Quelle: Christian Schmettow

Brunne. Es gibt viel, was Deutsche und Griechen verbindet: Die Victoria auf der Berliner Siegessäule, zum Beispiel, ist der Niké von Samothrake nachempfunden. Die Skulptur wurde vor 2205 Jahren auf der Heimatinsel von Marina geschaffen. Die 16-jährige hat immerhin zwei Tage gebraucht, um von Samothraki nach Brunne zu reisen. Auf ihrer Heimatinsel leben etwa so viele Menschen wie in Fehrbellin. Die Euro-Krise ist dort kein großes Thema, sagt Marina. Sie ist eine von 22 Teilnehmern einer internationalen Jugendbegegnung in Brunne bei Fehrbellin.

Am Freitag verbrachten die Gruppen aus Frankreich, Griechenland und Deutschland den ersten gemeinsamen Tag. Zwei Wochen lang gemeinsam in einer Gruppe zu leben – das werde nicht leicht für alle, die das nicht gewohnt sind, prophezeit die Projekleiterin Katja Röhrig-Maass den Teilnehmern.

Untergebracht sind die Jugendlichen im gemütlich umgebauten Langstall auf dem Pferdehof von Familie Synakewicz. In der deutschen Gruppe sind auch zwei Jugendliche aus dem Lentzker Flüchtlingsheim mit dabei: eine Syrerin und ein Russe. Die Verständigung unter den Jugendlichen klappt vorwiegend auf Englisch.

Sami aus dem französischen Sète hat den Ehrgeiz, nun neben Englisch auch noch Deutsch zu lernen. Die Griechin Marina kann es bereits, Mara aus Potsdam möchte gern ihr englisch verbessern. Doch die zwei Wochen in Brunne sollen weit mehr sein als ein Sprachurlaub. Gefördert vom Ewoca-Programm des Internationalen Bildungs- und Begegnungswerkes (IBB), betreut vom interkulturellen Netzwerk Neuruppin, beschäftigen sich die Jugendlichen in den nächsten zwei Wochen mit den Themen Flucht und Krieg, Natur und Ökologie sowie Europa.
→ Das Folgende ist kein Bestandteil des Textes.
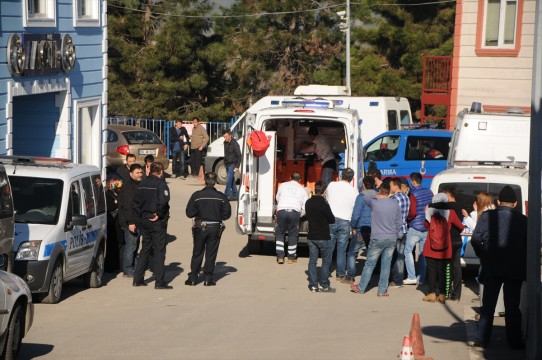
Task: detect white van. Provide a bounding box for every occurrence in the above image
[448,106,531,169]
[205,85,412,184]
[0,156,107,304]
[237,99,363,250]
[431,163,529,266]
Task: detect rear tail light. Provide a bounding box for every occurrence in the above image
[117,145,130,156]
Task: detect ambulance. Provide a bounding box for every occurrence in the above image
[205,85,412,184]
[236,98,363,252]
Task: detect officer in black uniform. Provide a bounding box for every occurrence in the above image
[133,162,173,289]
[185,172,231,286]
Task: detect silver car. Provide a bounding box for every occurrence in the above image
[0,260,34,360]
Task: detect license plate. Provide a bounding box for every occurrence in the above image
[139,150,156,155]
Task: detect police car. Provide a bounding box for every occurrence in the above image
[363,129,452,188]
[0,156,107,303]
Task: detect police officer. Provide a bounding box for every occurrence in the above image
[133,162,173,289]
[185,172,231,286]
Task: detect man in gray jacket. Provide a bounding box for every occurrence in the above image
[351,182,403,296]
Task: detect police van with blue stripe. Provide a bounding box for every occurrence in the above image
[0,156,107,303]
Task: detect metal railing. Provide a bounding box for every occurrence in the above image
[107,116,237,153]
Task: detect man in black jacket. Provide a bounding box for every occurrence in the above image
[169,120,190,180]
[222,129,241,200]
[185,172,231,286]
[133,162,173,289]
[119,164,143,278]
[470,185,527,349]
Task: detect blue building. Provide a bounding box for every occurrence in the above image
[0,0,107,168]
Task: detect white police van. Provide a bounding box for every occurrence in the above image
[0,156,107,303]
[236,99,363,251]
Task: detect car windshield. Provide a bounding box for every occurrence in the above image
[9,175,64,225]
[122,131,162,145]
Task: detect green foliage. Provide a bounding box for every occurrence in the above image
[108,0,455,121]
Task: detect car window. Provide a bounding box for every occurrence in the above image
[405,136,450,160]
[0,171,13,219]
[9,175,64,225]
[122,131,162,145]
[365,135,401,162]
[105,130,119,142]
[92,175,106,215]
[439,182,523,213]
[81,176,96,219]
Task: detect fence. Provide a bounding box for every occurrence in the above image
[107,116,237,153]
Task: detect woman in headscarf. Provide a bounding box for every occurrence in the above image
[423,193,464,304]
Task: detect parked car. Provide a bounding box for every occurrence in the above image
[0,156,107,304]
[105,125,169,169]
[0,258,34,360]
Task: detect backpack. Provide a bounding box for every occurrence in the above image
[428,214,450,251]
[247,130,269,157]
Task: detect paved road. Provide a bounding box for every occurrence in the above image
[21,179,524,360]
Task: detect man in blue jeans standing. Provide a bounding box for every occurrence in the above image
[326,168,358,284]
[222,129,241,200]
[403,173,433,285]
[119,164,143,278]
[350,182,403,296]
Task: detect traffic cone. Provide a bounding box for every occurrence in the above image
[409,313,425,356]
[399,335,414,360]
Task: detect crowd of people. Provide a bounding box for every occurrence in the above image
[276,168,527,348]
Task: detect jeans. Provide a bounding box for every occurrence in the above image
[346,233,363,278]
[405,228,427,283]
[329,218,350,276]
[275,210,301,259]
[224,164,239,199]
[478,273,523,347]
[122,229,139,275]
[391,234,406,285]
[308,240,333,289]
[358,239,397,294]
[172,150,188,177]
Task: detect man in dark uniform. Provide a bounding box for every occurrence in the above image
[185,172,231,286]
[133,162,173,289]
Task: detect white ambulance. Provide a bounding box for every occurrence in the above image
[205,85,412,184]
[237,99,363,251]
[0,156,107,304]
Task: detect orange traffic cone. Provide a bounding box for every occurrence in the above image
[399,335,414,360]
[408,313,425,356]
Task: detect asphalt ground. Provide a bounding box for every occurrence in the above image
[21,174,525,360]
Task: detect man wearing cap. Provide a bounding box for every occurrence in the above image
[470,185,527,349]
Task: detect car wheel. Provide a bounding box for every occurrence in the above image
[41,260,64,304]
[215,160,228,185]
[83,247,105,288]
[3,303,24,360]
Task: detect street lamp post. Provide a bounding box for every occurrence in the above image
[337,0,351,91]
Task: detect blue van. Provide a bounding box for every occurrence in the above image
[363,129,452,188]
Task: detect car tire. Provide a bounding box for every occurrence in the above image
[83,247,105,288]
[215,160,228,185]
[2,303,24,360]
[41,260,64,304]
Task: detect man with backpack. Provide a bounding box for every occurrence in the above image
[423,193,464,304]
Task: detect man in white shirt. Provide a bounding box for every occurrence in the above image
[326,168,358,284]
[275,171,308,264]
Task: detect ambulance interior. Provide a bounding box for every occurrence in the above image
[264,119,348,230]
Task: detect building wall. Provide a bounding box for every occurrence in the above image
[0,0,107,166]
[451,0,536,126]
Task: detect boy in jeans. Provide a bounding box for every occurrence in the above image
[305,181,335,293]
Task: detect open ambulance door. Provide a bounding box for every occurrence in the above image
[236,113,258,235]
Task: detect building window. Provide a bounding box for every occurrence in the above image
[23,0,56,27]
[476,0,523,56]
[73,0,100,26]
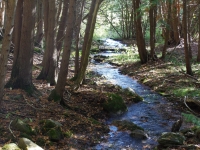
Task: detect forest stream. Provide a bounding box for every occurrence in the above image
[90,39,188,150]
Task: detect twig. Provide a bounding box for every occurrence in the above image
[22,95,53,112]
[22,95,40,110]
[184,96,200,116]
[8,120,16,138]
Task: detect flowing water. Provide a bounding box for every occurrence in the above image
[91,39,186,150]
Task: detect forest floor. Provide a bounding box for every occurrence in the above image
[0,42,200,150]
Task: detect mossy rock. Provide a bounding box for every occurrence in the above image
[158,132,185,147]
[48,89,61,102]
[103,94,127,113]
[123,88,143,103]
[2,143,21,150]
[40,119,62,134]
[130,129,148,139]
[36,138,46,147]
[11,119,35,135]
[113,120,144,132]
[47,127,63,142]
[64,131,73,138]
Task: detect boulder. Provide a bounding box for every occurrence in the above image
[0,143,21,150]
[158,132,185,147]
[130,129,148,139]
[47,127,63,142]
[18,138,43,150]
[123,87,143,102]
[113,120,144,132]
[103,93,127,113]
[11,119,34,135]
[40,119,63,142]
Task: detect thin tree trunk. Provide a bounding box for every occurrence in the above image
[75,0,102,89]
[134,0,148,64]
[37,0,57,85]
[7,0,39,95]
[197,7,200,62]
[49,0,76,103]
[35,0,44,47]
[183,0,193,75]
[74,0,85,77]
[0,0,16,108]
[161,0,171,59]
[56,0,69,62]
[149,0,157,60]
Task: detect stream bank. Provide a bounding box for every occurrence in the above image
[91,38,198,150]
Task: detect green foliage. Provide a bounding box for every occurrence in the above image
[48,89,61,102]
[112,120,144,131]
[182,113,200,127]
[88,118,100,124]
[64,131,73,138]
[36,138,46,146]
[123,88,143,102]
[173,86,200,97]
[103,93,127,113]
[108,49,140,64]
[34,47,42,53]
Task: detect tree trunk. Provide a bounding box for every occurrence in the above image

Geplant ist, dass sie am Rundweg rund um die Kunstbank in Brunne einen interkulturellen Pfad anlegen, gestaltet mit Installationen aus Ton, Holz, Graffiti oder Mosaiken. Der Phantasie sind keine Grenzen gesetzt. Der Pfad soll am 27. Juli der Öffentlichkeit übergeben werden. Noch wichtiger sind aber die Begegnungen der Jugendlichen aus allen Ecken Europas. Beim Reiten, Kanufahren, Baden und beim Beachvolleyball besteht dazu viel Gelegenheit. Viele Teilnehmer früherer Treffen arbeiten heute in anderen Ländern. Trotzdem und trotz des geringen Preises von 100 Euro für zwei Wochen sei es schwierig geworden, Teilnehmer zu finden, räumt Katja Röhrig-Maass ein. Bei Sportcamps sei das kein Problem – bei interkultureller Begegnung schon.

Die 22 Jugendliche, die heute in Brunne sind, werden sich nächstes Jahr auf Samothraki in der Ägäis wiedersehen und 2017 am Mittelmeer im südfranzösischen Sète.